Paper note: Nearest Template Prediction: A Single-Sample-Based Flexible Class Prediction with Confidence Assessment

Read on 7.1.2013. Hoshida Y (2010) Nearest Template Prediction: A Single-Sample-Based Flexible Class Prediction with Confidence Assessment. PLoS ONE 5(11): e15543.doi:10.1371/journal.pone.0015543

The Nearest Template Prediction (NTP) algorithm predicts sample classes using pre-defined gene signatures and a permutation test.

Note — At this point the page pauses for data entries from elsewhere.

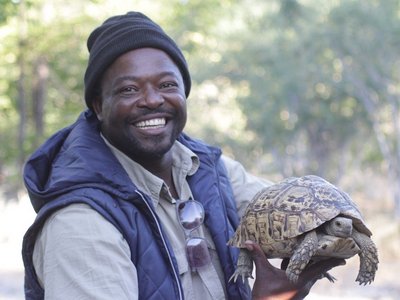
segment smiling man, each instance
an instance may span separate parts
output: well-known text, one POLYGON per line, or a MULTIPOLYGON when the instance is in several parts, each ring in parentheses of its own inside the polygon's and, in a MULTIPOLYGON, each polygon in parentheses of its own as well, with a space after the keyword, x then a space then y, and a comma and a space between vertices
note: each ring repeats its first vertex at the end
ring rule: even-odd
POLYGON ((104 73, 100 90, 93 109, 104 137, 164 178, 178 198, 170 172, 171 148, 186 124, 186 96, 176 64, 159 49, 129 51, 104 73))
POLYGON ((88 38, 88 109, 26 163, 38 213, 23 241, 26 299, 290 299, 296 285, 248 244, 252 292, 229 281, 226 245, 253 195, 270 184, 183 133, 191 79, 175 42, 141 13, 114 16, 88 38))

Suppose we are interested in a two-class prediction problem of sample class A and B. Further suppose we have nA gene signatures (markers.A) over-expressed in class A and nB gene signatures (markers.B) over-expressed in class B. The template is then defined as an ordered vector containing nA+nB elements: first nA elements correspond over-expressed genes in subclass A (marker.A), and next nB elements correspond over-expressed genes in class B (marker B). The template of class A has 1 in the positions of marker.A, and -1 in those of marker.B. The template of class B is similarly defined.

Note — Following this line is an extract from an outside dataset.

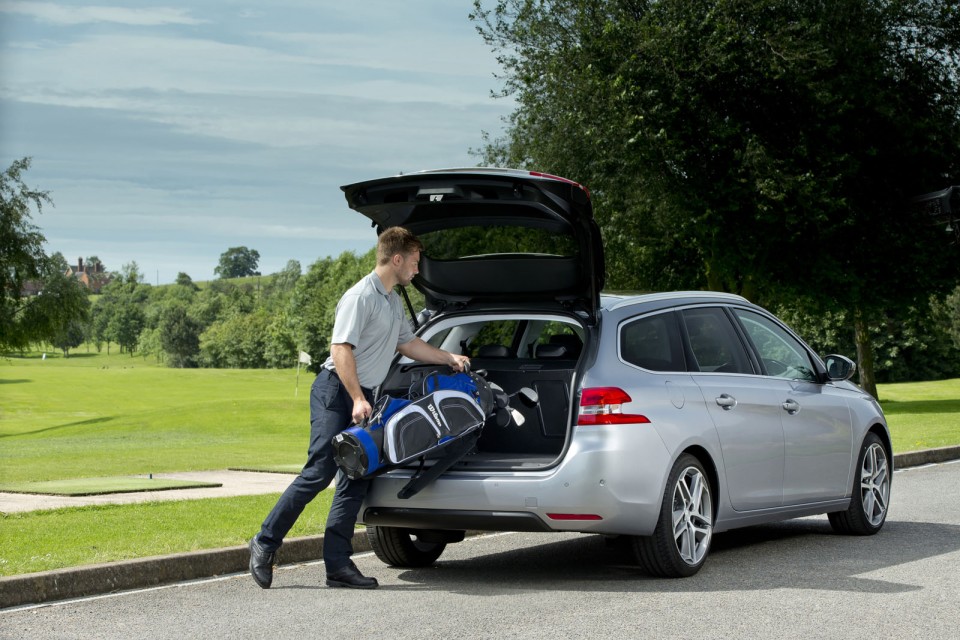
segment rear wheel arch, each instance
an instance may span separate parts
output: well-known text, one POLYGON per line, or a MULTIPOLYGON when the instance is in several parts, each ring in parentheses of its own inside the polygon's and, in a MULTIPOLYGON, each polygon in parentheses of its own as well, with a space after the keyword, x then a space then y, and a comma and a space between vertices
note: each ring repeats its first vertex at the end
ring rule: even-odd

Suppose we have determined expression of N genes (N>=nA+nB) in a new sample S. First the (raw) expression values of signature A and signature B are extracted in the same order as the template defined  above. The similarity between S and the two classes is determined by cosine similarity (by default) or Pearson's correlation coefficient. The prediction confidence is measured by permutation tests: a number of nA+nB genes are randomly chosen from N genes for a large number of time (say 10000); the distribution of distances are used to measure the statistical significance of the predictions.

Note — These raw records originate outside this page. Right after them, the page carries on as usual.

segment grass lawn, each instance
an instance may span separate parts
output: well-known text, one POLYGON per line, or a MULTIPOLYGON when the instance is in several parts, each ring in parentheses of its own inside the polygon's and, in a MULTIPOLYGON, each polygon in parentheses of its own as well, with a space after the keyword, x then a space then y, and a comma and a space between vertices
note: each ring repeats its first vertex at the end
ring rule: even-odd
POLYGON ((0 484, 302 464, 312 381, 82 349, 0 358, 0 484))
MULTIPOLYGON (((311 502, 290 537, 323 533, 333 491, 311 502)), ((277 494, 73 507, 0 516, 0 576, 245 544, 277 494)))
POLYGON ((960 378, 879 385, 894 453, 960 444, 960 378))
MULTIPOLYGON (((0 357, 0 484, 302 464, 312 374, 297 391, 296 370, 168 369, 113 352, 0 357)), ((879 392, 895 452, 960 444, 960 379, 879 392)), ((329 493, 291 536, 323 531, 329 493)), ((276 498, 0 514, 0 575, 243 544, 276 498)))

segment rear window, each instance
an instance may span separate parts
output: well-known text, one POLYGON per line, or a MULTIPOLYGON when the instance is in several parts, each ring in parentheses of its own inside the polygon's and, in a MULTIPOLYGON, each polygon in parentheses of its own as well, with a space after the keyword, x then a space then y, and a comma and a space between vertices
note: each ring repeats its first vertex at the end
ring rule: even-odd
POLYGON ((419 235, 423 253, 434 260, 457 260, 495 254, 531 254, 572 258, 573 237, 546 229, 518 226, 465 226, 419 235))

In case of multi-class prediction problems, the template is a concatenate of genes over-expressed in each class. For the template of each class, genes over-expressed in that class is given the value 1 and the rest genes given the value 0.

One desirable property of the NTP algorithm is that it can take one single sample as input: no control sample is needed and no co-variate structure has to be known from a collection of samples. It was shown to have a similar error rate compared with other single-sample prediction algorithms, including Support Vector Machine (though the author did not state whether the SVM was optimized), weighted voting, CART (classification and regression tree) and k-nearest neighbour.

Compared with Wilcoxon-Mann-Whitney (WMW) test using gene signatures, the NTP algorithm can handle over-expressed and under-expressed genes simultaneously. Besides the null hypothesis of NTP is that distance between gene signatures in S and the templates are no higher than randomly chosen genes. This is closer to what we are interested in than the null hypothesis of WMW tests, namely the mean of gene signatures is the same as the background.

Still unclear to me is how are the signatures best defined. According to the authors, t-statistics, log fold changes (logFCs), signal-2-noise ratios or other measures can be used to (1) identify the signatures and (2) weight the template vector. I could not found information regarding which measure (or combination of measures) works best with the NTP algorithm.